With hardy participation from 40 volunteers, our goal is to raise $100,000 in the next several weeks to support SLF and our work with churches and partners that helps kids, families, schools and neighborhoods.  We need 40 passionate champions willing to help support SLF and our ‘City-as-Neighborhood’ strategy.  More than 10,000 kids, families and adults were impacted last year.

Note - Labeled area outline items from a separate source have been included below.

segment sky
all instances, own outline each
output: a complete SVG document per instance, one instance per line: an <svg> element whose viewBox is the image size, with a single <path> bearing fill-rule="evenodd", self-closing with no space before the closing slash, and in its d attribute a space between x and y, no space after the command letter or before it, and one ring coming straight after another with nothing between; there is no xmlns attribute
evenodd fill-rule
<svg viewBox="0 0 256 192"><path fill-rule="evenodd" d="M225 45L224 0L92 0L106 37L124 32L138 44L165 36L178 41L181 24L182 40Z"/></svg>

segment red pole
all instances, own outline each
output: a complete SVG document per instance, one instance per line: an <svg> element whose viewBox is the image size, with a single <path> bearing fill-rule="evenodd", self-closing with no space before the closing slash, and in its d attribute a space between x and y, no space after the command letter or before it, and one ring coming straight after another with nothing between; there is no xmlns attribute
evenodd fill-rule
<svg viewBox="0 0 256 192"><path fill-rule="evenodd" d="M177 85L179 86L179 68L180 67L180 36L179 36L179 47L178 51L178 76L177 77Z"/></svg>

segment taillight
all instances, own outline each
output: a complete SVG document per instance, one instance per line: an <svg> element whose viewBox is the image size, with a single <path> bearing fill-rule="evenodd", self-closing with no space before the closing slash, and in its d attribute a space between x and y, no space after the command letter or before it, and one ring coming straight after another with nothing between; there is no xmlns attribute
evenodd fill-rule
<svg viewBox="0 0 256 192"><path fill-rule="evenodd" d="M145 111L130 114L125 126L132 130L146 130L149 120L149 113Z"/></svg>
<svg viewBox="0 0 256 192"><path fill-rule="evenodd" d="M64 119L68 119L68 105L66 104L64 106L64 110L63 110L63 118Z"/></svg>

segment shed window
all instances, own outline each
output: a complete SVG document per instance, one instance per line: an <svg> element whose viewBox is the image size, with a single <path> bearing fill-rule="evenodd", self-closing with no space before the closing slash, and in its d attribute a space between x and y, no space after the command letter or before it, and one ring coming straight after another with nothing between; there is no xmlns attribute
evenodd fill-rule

We are inviting you to participate in RainFest.  We promise this will not take a lot of your time.  We need volunteers who will commit to follow the steps of this proven program, which will raise significant dollars for SLF and its neighborhood partners.  You can even win some great prizes like dinners-for -two, free golf, weekend getaways, and cool golf stuff.

"The Word Became Flesh and Moved Into the Neighborhood."

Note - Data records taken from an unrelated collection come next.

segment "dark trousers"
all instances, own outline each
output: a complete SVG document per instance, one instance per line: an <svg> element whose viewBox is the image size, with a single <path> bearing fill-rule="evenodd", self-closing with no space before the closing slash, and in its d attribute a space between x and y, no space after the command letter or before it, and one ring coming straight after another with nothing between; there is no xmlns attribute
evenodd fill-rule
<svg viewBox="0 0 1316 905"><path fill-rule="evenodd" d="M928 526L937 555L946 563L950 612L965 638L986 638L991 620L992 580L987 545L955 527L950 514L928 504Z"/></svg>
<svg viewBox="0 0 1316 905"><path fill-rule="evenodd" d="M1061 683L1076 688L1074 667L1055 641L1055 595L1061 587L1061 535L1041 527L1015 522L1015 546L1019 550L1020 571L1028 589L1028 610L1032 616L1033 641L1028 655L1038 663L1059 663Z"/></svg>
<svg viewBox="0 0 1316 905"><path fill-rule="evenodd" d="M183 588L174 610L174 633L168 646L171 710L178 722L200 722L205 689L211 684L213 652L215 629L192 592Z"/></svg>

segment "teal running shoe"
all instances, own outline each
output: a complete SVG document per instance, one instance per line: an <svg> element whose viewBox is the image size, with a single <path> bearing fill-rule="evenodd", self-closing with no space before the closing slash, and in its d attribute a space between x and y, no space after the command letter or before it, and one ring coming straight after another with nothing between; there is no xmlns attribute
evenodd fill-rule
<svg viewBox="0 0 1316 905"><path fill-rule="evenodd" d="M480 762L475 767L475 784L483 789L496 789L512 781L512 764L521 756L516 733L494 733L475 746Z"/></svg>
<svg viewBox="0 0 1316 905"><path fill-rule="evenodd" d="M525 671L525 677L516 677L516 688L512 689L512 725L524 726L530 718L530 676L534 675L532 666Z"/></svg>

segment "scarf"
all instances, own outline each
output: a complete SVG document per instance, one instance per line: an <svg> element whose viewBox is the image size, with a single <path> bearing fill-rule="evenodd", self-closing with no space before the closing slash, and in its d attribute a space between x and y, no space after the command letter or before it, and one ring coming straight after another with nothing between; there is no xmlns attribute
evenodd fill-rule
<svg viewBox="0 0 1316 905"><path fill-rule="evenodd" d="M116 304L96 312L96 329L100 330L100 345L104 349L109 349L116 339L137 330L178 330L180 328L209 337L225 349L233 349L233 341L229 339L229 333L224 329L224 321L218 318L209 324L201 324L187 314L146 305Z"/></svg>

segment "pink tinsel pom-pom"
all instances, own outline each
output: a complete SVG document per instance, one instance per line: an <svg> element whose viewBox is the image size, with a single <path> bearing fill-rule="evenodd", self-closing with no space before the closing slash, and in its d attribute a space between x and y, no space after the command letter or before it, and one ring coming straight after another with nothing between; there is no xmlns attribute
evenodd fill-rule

SLF is an odd duck.  We’re a strong organization, but we don’t own anything.  We don’t have our own programs (we collaborate with churches and myriad partners).  We don’t own a building.  Our strategic plan directs us to promote the success of other non-profits and ministries.  Odd … but cool! SLF’s official mission is to engage people-of-faith and people-of-goodwill to transform Salem-Keizer for good – neighborhood by neighborhood.  But our ‘mission-behind-the-mission’ is to encourage the Body of Christ to rediscover that ‘sacred art of servanthood’ which is outlined in both the Old and New Testaments … and ultimately expressed in the very words, ministry and life of Jesus.  

What a blessing when churches develop person-to-person ministries.  Family-to-family services. 
It all started with Capital Park Church and their neighborhood (‘CaN’) center.  Then Salem Alliance partnered with Grant School in a big way.  Then a dozen churches began hosting homeless families by forming the Interfaith Hospitality Network.  First Methodist served as home base for Congregations Helping People.  More churches became CaN Centers (more than 50 now).  Our Savior’s Lutheran created Foster Parents Night Out.  West Salem Foursquare launched both the Dream Center and the Salem Free Medical Clinic, which is now the cornerstone of Salem Alliance’s ministries at Broadway Commons.  First Baptist opened its building for Upward Basketball and Homeless Connect.  First Nazarene birthed Hope Station (food and clothing co-op for the working poor).  Holy Cross Lutheran turned a little house into La Casita, which has been replicated at two other sites.  Four churches have teamed up to help seven schools through the GRASSP soccer program.  Churches are hosting block parties and joining neighborhood associations.  They’re opening indoor parks and community gardens.  They’re partnering with schools … Do you see the pattern?  Instead of ‘outsourcing’ services to other agencies, local churches are learning how to serve at home.  Instead of sending ‘needy people’ away, congregations are learning how to ‘love their neighbor’ personally.